The Maccabees have spoken about this, their fourth album, as being a difficult one to make. The word ‘traumatic’ has been bandied about. This seems to be as much to do with the fast-changing world around the five-piece in their base of Elephant and Castle in South London as well as the pressure of following up their most commercially successful album yet, 2012′s Mercury-nominated Given To The Wild.
The record opens with the fantastic rush of the title track which is strangely, melodically reminiscent of Beck’s ‘The New Pollution’ (without actually sounding anything like it). It’s an opener that grabs your attention and sets you up for what newcomers might assume is a long playing mix of the fun of Supergrass meeting the energy of The Cribs.
…only, the album doesn’t actually pan out like that. The next couple of tracks are melancholic, which is fine, but it’s a dirge-like melancholy like you would find on a run of the mill indie-by-numbers records. Whilst it strives for authenticity, it’s not anything new, and despite listening to the album several times, I found my attention wondering at this point, frankly.
On the fourth track, ‘Spit It Out’ the Maccabees start to rediscover themselves, as the track slowly builds and builds like it’s getting itself on track.
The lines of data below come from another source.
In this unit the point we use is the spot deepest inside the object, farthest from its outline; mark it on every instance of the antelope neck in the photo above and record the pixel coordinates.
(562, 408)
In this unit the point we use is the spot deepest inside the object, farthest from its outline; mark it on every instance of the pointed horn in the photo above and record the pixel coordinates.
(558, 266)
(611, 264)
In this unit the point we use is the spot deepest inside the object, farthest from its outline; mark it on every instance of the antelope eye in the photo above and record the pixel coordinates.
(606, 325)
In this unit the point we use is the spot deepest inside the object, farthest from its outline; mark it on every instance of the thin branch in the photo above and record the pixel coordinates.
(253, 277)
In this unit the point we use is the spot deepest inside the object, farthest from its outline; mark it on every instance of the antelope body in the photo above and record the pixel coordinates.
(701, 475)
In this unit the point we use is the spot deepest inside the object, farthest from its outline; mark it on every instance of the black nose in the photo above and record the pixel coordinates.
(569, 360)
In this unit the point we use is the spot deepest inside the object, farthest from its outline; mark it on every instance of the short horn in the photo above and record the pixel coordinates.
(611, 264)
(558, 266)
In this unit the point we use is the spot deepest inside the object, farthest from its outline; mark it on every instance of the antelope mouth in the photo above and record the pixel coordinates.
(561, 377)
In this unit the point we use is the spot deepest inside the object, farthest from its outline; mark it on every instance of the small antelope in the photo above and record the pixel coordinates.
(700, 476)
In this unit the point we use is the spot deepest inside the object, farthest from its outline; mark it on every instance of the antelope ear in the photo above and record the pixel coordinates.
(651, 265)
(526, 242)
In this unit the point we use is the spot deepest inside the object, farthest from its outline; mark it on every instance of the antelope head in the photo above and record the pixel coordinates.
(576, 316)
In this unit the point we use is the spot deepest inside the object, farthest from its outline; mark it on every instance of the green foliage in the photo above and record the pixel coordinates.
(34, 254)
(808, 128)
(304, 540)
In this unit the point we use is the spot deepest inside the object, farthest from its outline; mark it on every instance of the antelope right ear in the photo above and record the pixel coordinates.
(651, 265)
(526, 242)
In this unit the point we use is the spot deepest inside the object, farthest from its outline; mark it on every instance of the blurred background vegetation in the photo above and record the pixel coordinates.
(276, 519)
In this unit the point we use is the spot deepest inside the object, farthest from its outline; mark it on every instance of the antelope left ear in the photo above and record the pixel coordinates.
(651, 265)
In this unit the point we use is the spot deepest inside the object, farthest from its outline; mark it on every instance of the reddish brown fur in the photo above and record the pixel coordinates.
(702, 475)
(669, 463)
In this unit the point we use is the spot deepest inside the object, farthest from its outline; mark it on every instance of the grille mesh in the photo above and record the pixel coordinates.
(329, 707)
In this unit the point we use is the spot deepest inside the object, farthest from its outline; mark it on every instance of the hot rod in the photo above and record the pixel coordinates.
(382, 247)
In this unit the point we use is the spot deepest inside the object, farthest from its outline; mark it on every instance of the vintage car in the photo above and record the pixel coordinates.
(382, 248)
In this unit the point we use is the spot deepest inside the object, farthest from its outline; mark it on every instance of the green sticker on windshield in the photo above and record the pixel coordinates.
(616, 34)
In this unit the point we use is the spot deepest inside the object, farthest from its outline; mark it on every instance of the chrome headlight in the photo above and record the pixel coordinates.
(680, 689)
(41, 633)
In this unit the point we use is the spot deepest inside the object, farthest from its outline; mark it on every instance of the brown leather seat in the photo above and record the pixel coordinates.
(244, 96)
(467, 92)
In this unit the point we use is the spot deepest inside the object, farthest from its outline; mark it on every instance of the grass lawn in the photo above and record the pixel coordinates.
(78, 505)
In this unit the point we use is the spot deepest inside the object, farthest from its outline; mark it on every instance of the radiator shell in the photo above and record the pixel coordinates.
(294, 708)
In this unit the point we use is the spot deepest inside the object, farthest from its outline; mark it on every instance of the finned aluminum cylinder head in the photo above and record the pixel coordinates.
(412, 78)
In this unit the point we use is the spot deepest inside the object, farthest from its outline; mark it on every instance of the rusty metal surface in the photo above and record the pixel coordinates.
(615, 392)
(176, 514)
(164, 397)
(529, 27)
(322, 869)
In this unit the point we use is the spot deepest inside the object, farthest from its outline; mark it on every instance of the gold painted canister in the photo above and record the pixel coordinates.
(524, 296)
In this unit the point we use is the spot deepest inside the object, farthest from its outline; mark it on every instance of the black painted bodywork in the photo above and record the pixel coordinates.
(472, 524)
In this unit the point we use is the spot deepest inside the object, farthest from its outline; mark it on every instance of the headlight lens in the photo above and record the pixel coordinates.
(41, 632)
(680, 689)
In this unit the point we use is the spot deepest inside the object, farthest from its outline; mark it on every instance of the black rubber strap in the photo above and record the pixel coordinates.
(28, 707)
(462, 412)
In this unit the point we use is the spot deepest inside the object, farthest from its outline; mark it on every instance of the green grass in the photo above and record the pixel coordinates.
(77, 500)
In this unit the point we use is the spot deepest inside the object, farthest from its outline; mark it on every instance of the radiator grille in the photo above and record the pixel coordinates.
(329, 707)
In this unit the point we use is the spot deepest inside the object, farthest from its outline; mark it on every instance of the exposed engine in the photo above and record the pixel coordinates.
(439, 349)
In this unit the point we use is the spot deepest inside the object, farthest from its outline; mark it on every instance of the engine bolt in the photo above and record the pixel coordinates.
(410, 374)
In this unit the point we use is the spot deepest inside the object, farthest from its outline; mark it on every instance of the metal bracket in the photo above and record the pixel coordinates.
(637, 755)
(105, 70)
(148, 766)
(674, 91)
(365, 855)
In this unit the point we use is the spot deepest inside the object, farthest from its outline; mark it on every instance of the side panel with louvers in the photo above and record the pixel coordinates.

The second half of the album is much stronger than the first, holding your attention far better, and it’s here that the albums two strongest tracks lie.
‘River Song’ with its refrain of ‘You’re not getting any younger’ (oh, don’t I know it) is hauntingly beautiful. And the album comes to a close with the gorgeous ‘Dawn Chorus.’ This can be likened to Syd Barrett discovering brass and Americana, and the only fault I can find with it is that it’s over far too quickly.
Despite sitting at number one in the current album charts ‘Marks To Prove It’ is perhaps only nudging the middle marks. A mixed record of some alright parts, some excellent songs, and some parts you’ll find that you can live without hearing again.